The 2 hour publishing workshop primarily focused on the benefits of self-publishing. Mary was definitely a proponent of self-publishing as she believes, from her decades of both personal and professional experience, that if the author is able and willing to put in the time and money to self-promote and market, it can be the most lucrative and beneficial option available to the author. After the workshop, I had the opportunity to ask her a number of follow up questions, wanting some additional information regarding the differences between the variety of publishing options.

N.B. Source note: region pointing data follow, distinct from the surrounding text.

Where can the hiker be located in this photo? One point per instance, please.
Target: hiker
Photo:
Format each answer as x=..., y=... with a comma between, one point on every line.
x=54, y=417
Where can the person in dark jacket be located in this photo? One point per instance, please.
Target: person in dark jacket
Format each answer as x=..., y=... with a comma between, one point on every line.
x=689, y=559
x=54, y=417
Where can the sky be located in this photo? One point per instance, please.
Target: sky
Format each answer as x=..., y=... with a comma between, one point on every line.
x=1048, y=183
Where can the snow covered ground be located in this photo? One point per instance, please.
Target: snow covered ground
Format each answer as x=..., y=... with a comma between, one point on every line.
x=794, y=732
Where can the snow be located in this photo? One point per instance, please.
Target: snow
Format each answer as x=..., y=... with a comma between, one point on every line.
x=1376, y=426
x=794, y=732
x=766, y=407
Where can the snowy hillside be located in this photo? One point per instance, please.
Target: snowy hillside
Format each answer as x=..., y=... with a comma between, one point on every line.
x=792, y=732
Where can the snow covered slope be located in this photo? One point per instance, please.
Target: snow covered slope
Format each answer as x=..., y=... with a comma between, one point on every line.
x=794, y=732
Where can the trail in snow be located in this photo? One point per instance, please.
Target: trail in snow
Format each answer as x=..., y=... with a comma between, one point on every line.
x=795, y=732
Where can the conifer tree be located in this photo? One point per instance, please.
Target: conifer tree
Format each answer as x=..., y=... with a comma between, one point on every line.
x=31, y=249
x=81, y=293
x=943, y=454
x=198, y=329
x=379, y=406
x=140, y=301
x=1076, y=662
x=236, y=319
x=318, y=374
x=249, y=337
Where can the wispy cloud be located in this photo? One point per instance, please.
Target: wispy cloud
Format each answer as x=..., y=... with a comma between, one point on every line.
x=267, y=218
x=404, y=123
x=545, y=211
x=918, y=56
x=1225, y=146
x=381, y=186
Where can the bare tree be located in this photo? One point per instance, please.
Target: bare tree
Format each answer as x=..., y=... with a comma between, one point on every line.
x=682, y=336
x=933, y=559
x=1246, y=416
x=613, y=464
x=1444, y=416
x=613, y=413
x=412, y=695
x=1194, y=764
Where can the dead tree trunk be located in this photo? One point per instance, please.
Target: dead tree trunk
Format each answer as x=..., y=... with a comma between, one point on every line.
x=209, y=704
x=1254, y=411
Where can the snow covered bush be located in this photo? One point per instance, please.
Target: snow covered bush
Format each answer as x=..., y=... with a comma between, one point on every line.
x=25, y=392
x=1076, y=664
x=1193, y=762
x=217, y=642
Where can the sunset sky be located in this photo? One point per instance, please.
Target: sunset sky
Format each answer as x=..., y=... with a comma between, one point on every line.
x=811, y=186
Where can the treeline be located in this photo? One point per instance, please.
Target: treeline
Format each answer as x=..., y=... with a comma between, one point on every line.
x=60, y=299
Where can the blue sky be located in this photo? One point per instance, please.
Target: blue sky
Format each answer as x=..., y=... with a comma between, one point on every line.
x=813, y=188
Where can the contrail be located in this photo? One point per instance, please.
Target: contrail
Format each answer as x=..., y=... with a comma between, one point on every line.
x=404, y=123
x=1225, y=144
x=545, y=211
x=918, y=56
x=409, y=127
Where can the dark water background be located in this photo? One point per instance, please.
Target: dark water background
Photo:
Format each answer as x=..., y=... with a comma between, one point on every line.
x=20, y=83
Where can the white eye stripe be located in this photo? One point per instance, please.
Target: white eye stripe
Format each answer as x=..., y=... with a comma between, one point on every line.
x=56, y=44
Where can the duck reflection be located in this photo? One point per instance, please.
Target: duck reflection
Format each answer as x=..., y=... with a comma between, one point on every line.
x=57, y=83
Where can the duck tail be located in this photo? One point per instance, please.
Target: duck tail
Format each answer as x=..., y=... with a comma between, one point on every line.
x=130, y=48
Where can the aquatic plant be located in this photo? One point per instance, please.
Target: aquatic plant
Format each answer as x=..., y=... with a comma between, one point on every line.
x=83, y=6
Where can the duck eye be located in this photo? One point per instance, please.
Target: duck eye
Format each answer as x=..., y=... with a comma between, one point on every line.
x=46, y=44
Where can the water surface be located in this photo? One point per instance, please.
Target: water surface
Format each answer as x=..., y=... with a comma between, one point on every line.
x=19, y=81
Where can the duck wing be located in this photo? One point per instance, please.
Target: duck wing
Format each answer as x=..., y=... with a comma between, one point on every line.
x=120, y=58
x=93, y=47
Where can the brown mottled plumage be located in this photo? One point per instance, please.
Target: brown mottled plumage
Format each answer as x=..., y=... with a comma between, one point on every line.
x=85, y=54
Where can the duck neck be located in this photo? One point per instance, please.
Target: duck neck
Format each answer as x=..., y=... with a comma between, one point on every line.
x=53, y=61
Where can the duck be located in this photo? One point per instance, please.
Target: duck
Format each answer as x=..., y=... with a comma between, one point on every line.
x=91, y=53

The pros and cons of each of the different ways to publish were detailed further, with the basic differences being:
New York Publishers – Traditional, big name publishers (Random House, Harper Collins, Simon & Schuster, etc.). Author must be represented by a literary agent. Publisher buys the rights to the manuscript. Publisher handles all facets of publishing (editing, marketing, promotion, printing, etc.). No costs to the author, the author retains a small percentage of royalties (5% – 15%), and the publisher makes up the costs of production through book sale profits.

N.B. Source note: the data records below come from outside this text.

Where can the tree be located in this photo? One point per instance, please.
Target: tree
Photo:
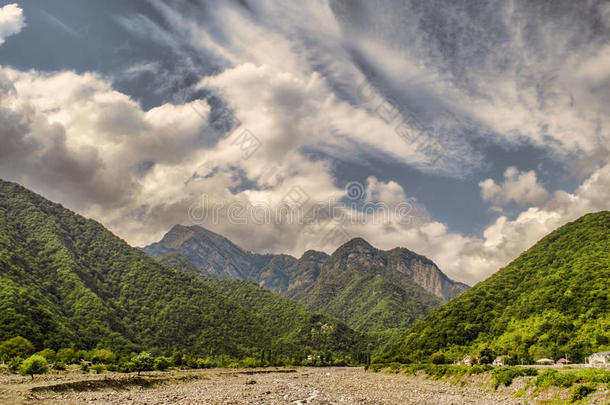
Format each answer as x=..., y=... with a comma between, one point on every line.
x=143, y=362
x=15, y=347
x=161, y=363
x=34, y=365
x=438, y=358
x=66, y=355
x=48, y=354
x=486, y=356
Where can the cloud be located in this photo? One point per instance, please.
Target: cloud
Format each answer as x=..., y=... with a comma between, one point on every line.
x=288, y=78
x=520, y=187
x=11, y=21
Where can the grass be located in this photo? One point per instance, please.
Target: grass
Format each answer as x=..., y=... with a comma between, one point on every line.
x=585, y=379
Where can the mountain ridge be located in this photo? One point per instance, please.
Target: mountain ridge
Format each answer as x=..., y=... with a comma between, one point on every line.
x=408, y=285
x=65, y=280
x=551, y=301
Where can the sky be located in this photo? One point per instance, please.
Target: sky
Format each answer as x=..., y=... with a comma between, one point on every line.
x=464, y=131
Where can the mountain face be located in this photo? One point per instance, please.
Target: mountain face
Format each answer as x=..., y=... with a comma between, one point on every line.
x=66, y=280
x=552, y=301
x=371, y=289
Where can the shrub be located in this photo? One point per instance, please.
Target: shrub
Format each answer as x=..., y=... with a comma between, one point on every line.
x=15, y=347
x=66, y=356
x=177, y=359
x=486, y=356
x=34, y=364
x=554, y=378
x=143, y=362
x=102, y=356
x=581, y=393
x=249, y=362
x=48, y=354
x=98, y=368
x=126, y=367
x=14, y=364
x=505, y=375
x=438, y=358
x=162, y=363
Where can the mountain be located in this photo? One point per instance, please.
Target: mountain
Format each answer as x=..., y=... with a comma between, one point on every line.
x=553, y=300
x=214, y=255
x=66, y=280
x=370, y=289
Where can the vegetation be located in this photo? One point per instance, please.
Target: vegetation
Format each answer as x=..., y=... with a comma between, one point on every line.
x=363, y=295
x=551, y=301
x=34, y=364
x=66, y=281
x=15, y=347
x=587, y=378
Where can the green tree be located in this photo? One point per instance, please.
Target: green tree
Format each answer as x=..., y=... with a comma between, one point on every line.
x=15, y=347
x=486, y=356
x=66, y=356
x=143, y=362
x=161, y=363
x=34, y=364
x=438, y=358
x=48, y=354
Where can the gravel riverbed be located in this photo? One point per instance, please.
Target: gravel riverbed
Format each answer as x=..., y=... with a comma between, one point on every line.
x=339, y=385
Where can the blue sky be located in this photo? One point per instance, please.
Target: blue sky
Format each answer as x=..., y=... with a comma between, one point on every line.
x=486, y=124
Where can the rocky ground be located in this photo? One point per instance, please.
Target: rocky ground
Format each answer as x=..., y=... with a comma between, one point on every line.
x=282, y=386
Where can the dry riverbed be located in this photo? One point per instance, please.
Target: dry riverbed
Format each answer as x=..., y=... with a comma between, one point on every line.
x=338, y=385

Small/Commercial Publishers – Traditional, smaller publishers. Author may or may not need to be represented by a literary agent. Publisher buys the rights to the manuscript. Handles all facets of publishing (editing, marketing, promotion, printing, etc.). No costs to the author, the author retains a small percentage of royalties, and the publisher makes up the costs of production through book sale profits.
Subsidy Publishers – Author typically retains the rights to their manuscript. Author pays a fee to go through the editing, production, and printing process, and retains a larger percentage of the royalties (e.g., 50%). At any point, the author can leave the relationship with the publisher to pursue self-publishing to retain all profits of sales, or to enter into a contract with a larger publisher.
Hybrid Publishers – The most difficult option to define because of how many options there are. A combination of self-publishing and traditional publishing that benefits both the author and the publisher. Examples of the combinations include: authors who have self-published in the past and are picked up by a traditional publisher (coming to the publisher with an existing, published manuscript and fan base), or authors who get a book deal for print publishing but self-publish e-books.
Independent/Self-Publishing – Author retains the rights to their manuscript and handles all components of the production process. Author must submit a completed manuscript to the printer (all copy and content editing they are responsible for). Author funds the entire cost of production including editing, printing, and marketing and promotion. Because the author funds all aspects of production and retains the rights to their book, the author retains all proceeds from sales.
The two options that seemed most appealing to me as a first-time author were subsidy and self-publishing. I met with two subsidy publishers and discussed in detail the process, end product, and profits and it all seemed to be a nice happy medium. Hybrid sounds like it would be a nice option down the road, if self-publishing ends up being something at I decide to pursue as I publish my first book. It seemed to me that commercial and larger publishers would be a good option IF you are an established author and are making enough in advances and the small percentage of royalties to make a living.
At this stage in the writing process, I am hoping to have my first novel finished within the year (written, professionally edited, and ready for submission) and will be ready to embark on this journey that is book publishing!
What about you, fellow writers? Which options have you explored and have used in the past? Did I leave anything out with regards to the basic differences in publishing options?Which options do you recommend and why?